The housing market is on the brink of a new boom, according to reports today showing London prices rising at the fastest pace since Labour came to power and the sales volume hitting record levels across the UK.
Central London property prices grew by 23.5 per cent in the 12 months to September 2006 - the highest rate since June 1997, the previous peak marked by Tony Blair's first election victory.
Hometrack, a property website, said UK price rises had hit a two-year high of 4.3 per cent while another report showed that a record number of homes changed hands in September.
The reports will heighten speculation that the Bank of England will raise interest rates to curb the boom in November - but perhaps as soon as this week.
Knight Frank, the London estate agency that compiled the figures, said prices in the heart of the capital had jumped by 2.2 per cent in September alone.
"September was an extraordinary month for the prime London market," said Liam Bailey, its head of residential research. "Buyers came back into the market in serious numbers after the summer break.
"Our records reveal the number of buyers registered to purchase property in central London is 111 per cent higher than the same period last year."

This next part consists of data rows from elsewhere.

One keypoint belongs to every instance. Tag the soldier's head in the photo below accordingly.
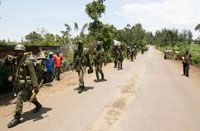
(19, 50)
(80, 44)
(98, 44)
(187, 51)
(50, 54)
(57, 52)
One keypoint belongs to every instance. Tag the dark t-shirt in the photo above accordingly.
(187, 58)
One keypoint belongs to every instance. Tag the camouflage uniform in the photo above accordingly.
(81, 60)
(128, 52)
(135, 52)
(120, 58)
(132, 54)
(186, 63)
(115, 55)
(25, 81)
(99, 58)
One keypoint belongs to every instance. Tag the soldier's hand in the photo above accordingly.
(10, 57)
(36, 91)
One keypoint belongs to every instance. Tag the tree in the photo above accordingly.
(95, 10)
(33, 38)
(197, 28)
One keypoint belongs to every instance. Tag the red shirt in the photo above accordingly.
(57, 60)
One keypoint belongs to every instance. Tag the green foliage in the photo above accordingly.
(95, 9)
(109, 57)
(181, 47)
(33, 38)
(4, 73)
(197, 27)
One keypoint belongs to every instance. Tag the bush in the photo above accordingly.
(5, 85)
(109, 57)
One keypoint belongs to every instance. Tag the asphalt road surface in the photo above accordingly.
(149, 94)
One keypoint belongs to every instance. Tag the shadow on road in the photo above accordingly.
(96, 81)
(86, 89)
(6, 99)
(29, 115)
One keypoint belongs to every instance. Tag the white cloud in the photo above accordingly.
(180, 14)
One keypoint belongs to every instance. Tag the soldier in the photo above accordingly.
(132, 53)
(135, 51)
(99, 58)
(57, 61)
(120, 58)
(80, 61)
(115, 53)
(25, 79)
(186, 62)
(142, 50)
(128, 52)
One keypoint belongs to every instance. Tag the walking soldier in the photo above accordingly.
(99, 58)
(25, 79)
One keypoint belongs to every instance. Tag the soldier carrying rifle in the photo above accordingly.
(24, 79)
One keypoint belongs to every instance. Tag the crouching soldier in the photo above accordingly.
(24, 79)
(99, 58)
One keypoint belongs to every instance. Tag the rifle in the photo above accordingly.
(34, 95)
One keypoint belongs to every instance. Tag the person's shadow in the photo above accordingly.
(29, 115)
(85, 89)
(96, 81)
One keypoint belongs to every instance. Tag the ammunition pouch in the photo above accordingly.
(90, 70)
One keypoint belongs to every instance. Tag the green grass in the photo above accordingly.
(194, 51)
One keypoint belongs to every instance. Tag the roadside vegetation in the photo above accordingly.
(129, 36)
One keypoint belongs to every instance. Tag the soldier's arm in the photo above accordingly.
(32, 74)
(8, 60)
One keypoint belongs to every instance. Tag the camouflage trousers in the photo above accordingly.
(120, 64)
(81, 77)
(115, 62)
(23, 95)
(98, 69)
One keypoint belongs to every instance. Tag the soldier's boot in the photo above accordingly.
(38, 106)
(97, 77)
(15, 121)
(81, 89)
(102, 76)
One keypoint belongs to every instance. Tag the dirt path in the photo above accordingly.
(148, 94)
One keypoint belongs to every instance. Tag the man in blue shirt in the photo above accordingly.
(50, 67)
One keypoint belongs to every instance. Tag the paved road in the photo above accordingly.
(149, 94)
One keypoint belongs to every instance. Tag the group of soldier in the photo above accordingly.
(25, 78)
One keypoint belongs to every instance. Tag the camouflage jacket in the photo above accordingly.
(120, 56)
(23, 72)
(81, 59)
(99, 57)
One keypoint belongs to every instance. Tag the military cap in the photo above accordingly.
(20, 47)
(98, 42)
(80, 42)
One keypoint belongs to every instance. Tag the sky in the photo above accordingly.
(20, 17)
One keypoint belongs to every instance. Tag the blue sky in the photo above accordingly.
(20, 17)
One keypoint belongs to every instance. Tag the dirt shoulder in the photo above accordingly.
(194, 71)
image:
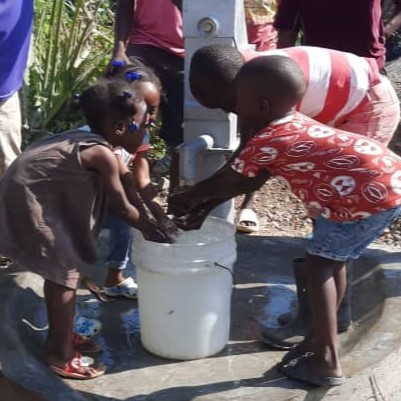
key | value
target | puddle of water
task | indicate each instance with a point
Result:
(281, 299)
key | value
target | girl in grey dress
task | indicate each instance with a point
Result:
(52, 202)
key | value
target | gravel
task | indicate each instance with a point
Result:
(280, 213)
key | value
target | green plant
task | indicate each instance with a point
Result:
(72, 44)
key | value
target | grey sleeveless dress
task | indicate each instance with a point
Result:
(51, 208)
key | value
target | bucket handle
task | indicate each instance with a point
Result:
(230, 271)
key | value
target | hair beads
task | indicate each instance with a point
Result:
(118, 63)
(133, 126)
(132, 76)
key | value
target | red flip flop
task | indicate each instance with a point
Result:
(80, 367)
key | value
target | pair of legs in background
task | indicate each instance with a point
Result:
(377, 117)
(315, 360)
(10, 140)
(170, 70)
(64, 323)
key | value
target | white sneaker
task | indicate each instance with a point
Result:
(128, 289)
(85, 327)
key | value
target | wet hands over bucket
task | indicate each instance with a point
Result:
(158, 232)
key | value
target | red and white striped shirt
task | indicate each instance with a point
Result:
(337, 82)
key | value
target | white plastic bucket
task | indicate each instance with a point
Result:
(184, 295)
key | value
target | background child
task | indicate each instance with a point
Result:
(145, 82)
(351, 183)
(53, 200)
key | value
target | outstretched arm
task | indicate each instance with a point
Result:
(178, 4)
(215, 190)
(145, 187)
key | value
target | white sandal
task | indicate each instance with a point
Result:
(127, 289)
(247, 216)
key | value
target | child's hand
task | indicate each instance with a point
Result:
(181, 202)
(154, 232)
(192, 221)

The upturn is not confined to London, the other surveys showed. Hometrack said the value of the average home rose 0.4 per cent over September, taking the annual rate of house price inflation to a two-year high of 4.3 per cent.
"Despite the rate increase in August, house prices continue to rise as we start the autumn selling season," said Richard Donnell, Hometrack's research director.
"Prices have risen in nine out of 10 regions over September, largely on the back of a decline in the volume of homes available for sale over the month. This lack of supply, set against rising levels of demand, is providing extra impetus for house prices - negating the impact of the recent increase in interest rates."
An index produced by Your Move, a network of estate agents' chains, showed that home sales surged by 22 per cent to above 175,000 in September. The transactions have pushed the volume of homes still on the market down by 10 per cent, to the lowest level since 2004.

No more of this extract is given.